Several studies have empirically tested transaction cost predictions on vertical

integration in the auto industry. In general, measures of asset specificity, uncertainty,

frequency, complexity are modeled to assess their predicted effect on the dependent

variable, often a dichotomous measure of integration, occasionally a continuous measure.

Overall, the results from these studies support the theory. Asset specificity, particularly

specialized technical know-how, uncertainty, as well as the size of appropriable quasi

rents, all have positive effects on the integration decision.

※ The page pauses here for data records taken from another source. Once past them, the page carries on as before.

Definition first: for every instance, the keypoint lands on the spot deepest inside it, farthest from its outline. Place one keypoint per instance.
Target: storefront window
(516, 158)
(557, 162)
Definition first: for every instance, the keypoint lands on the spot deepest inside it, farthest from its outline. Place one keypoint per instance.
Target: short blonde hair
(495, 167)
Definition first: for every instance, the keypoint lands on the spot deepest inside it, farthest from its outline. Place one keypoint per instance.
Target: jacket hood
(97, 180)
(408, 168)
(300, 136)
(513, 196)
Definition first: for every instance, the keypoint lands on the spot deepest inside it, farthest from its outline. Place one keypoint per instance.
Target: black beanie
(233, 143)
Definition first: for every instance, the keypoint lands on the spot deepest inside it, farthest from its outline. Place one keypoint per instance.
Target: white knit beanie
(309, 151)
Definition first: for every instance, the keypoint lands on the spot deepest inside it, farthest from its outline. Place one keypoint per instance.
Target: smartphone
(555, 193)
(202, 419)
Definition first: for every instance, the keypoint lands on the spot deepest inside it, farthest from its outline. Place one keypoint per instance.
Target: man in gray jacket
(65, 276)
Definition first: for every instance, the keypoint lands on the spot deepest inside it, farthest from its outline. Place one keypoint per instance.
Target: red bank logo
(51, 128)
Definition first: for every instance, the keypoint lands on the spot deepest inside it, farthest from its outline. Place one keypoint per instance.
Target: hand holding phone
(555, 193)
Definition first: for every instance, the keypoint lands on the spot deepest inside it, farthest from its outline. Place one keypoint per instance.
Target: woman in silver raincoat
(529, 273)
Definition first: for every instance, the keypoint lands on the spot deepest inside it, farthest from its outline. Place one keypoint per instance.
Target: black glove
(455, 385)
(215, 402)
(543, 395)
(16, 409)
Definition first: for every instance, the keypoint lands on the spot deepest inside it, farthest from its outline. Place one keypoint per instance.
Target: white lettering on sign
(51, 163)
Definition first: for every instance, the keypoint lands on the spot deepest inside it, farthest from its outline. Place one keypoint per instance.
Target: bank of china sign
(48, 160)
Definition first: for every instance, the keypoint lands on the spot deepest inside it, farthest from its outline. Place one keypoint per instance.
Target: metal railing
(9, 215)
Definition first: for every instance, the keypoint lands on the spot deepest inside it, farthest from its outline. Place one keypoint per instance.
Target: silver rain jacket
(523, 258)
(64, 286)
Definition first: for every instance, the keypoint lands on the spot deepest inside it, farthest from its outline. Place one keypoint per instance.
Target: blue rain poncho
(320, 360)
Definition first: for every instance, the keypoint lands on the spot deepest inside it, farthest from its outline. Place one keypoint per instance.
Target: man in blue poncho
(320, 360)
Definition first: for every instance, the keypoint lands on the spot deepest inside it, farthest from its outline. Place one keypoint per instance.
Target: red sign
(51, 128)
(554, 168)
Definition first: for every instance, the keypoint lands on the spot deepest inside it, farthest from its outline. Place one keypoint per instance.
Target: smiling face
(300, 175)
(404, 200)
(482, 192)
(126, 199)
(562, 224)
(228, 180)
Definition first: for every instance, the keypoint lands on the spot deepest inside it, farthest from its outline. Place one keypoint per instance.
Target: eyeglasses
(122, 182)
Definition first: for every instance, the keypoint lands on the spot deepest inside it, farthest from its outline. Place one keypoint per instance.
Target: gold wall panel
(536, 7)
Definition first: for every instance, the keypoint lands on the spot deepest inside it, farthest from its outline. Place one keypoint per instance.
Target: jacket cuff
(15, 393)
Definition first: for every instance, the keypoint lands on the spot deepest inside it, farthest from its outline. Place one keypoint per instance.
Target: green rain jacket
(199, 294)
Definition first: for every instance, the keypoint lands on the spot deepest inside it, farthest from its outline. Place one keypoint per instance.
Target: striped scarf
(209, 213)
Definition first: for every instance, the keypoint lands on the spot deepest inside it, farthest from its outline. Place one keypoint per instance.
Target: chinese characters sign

Monteverde and Teece (1982a) collected information on 133 components to

reveal a statistically significant positive relationship between the engineering effort

(proxy for size of appropriable quasi rents), the specificity of a component and the

likelihood that the component is produced in-house as opposed to procured from an

external supplier.

The dependent variable was a dichotomous dummy variable which measured

whether a component was sourced internally or externally. Since GM, Ford, and other

auto producers often use both sourcing options for a given component, the authors chose

a cutoff point of 80% to determine the value of the dependent variable. In other words, if

80% or more of a given component were manufactured in-house, then that component

was considered to be sourced internally.7

Independent variables were devised as follows. To measure engineering effort,

the authors surveyed two experienced design engineers asking them to rate the

development cost of each component on a 10 point scale from 1 = ‘none’ to 10 = ‘a lot’.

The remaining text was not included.